Wächtersbach lies between the Spessart and the Vogelsberg Mountains in the middle Kinzig valley at the edge of the Büdingen Forest, not far from the towns of Gelnhausen, Birstein, Bad Orb and Bad Soden-Salmünster.

==Neighbouring communities==
To the north, Wächtersbach borders on the communities of Kefenrod (Wetteraukreis) and Brachttal. To the east it abuts the town of Bad Soden-Salmünster, and in the south the town of Bad Orb and the community of Biebergemünd. In the west it borders the community of Gründau.

==Economy==
Wächtersbach is well known for its retail fair, the Wächtersbacher Messe, held yearly for end customers in the week around Ascension Day. Retail business and the electrical engineering industry underpin the town's economic life. Over the last few years, many shops have located in Wächtersbach bringing many people in from outlying towns and communities to do their shopping.
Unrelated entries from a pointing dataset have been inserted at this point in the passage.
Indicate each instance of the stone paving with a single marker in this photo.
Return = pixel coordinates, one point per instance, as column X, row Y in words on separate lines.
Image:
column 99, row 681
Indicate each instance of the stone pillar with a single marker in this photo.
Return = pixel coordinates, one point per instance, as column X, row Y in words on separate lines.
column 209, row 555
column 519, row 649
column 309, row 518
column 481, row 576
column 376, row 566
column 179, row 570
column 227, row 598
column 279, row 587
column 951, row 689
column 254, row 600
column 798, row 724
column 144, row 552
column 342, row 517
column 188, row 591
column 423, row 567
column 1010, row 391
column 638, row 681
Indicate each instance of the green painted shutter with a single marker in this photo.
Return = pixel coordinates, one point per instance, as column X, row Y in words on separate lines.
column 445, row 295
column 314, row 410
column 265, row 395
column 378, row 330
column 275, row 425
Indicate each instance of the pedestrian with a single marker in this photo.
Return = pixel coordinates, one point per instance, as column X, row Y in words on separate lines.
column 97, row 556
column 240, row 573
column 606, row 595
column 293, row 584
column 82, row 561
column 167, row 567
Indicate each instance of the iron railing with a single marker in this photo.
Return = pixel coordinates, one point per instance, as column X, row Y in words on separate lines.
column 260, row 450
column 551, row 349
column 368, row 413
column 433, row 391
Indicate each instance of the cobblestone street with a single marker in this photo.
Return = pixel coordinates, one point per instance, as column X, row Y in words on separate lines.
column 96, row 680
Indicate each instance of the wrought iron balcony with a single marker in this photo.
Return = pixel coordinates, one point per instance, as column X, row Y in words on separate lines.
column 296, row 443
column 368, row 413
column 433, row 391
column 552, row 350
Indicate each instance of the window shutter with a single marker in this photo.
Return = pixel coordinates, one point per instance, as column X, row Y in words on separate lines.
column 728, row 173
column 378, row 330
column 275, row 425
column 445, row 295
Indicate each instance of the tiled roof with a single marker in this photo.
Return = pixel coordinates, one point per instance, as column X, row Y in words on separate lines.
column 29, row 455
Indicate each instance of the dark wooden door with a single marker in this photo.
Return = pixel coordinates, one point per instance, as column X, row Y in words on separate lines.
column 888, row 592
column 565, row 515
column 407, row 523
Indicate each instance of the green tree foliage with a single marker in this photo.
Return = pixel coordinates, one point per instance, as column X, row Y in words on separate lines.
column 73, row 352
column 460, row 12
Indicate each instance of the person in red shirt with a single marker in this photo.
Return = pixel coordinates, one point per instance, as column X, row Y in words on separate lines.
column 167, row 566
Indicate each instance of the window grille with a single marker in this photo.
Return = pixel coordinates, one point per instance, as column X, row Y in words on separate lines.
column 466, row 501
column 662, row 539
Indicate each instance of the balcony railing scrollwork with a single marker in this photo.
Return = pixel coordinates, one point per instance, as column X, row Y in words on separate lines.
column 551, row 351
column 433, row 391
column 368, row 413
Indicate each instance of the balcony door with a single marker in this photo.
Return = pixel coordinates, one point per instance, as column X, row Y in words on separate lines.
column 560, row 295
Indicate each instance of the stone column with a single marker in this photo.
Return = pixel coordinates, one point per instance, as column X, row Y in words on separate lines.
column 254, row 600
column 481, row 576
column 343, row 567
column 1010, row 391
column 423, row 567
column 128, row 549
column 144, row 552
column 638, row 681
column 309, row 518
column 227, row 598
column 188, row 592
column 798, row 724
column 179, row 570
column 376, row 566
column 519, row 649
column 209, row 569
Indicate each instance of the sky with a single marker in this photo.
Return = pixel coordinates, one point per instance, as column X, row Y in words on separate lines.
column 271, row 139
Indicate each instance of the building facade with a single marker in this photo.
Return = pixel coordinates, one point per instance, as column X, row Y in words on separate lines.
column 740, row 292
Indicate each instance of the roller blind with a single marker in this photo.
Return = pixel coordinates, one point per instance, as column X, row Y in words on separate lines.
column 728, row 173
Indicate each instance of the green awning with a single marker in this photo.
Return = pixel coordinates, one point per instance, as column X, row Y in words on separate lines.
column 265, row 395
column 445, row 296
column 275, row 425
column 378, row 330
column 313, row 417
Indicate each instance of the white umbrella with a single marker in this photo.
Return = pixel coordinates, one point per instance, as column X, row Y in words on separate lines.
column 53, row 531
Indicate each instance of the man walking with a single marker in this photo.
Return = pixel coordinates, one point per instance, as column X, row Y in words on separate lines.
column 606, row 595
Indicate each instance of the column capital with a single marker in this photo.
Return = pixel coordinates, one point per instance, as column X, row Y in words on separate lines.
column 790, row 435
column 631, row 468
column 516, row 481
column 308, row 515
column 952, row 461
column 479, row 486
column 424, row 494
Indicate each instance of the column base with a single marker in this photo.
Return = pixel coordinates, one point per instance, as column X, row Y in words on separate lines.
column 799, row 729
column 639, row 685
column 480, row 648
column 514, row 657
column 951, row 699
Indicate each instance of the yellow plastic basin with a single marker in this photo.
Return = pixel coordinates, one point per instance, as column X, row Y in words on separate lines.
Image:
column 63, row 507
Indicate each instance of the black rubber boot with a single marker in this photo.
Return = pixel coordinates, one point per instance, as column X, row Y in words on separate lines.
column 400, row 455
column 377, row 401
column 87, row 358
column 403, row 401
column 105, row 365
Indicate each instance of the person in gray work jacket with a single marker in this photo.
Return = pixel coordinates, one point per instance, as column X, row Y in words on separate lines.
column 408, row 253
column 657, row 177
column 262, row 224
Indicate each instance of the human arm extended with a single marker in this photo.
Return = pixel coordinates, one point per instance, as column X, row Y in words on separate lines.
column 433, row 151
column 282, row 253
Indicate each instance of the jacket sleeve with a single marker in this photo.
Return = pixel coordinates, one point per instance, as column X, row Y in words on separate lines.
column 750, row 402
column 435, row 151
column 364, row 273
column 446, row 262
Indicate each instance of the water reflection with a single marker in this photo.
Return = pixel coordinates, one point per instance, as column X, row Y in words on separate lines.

The town was famous for the brightly colored porcelain coffee cups and other dinnerware that are made there at the Wächtersbach Ceramic Factory, founded in 1832 (Although the manufacture of some of the coffee cups and dinnerware are now outsourced to Spain).
The Wächtersbach Ceramic Factory coffee cups are noted for being superbly designed—they have unusually thick circular porcelain walls that allow them to keep the coffee (or tea or hot chocolate) hot longer than regular coffee cups. They also have larger than normal handles, making them easy to grasp. The Factory closed in 2011.

==Sports and leisure==
- Heated open-air swimming pool
- 48 km marked hiking trails
- Bowling
- Bicycle rental
- Tennis courts
- Horseback riding
- Angling
- Südbahn bicycle path

==Infrastructure==
The Kinzig Valley Railway with the Wächtersbach station leads through the town.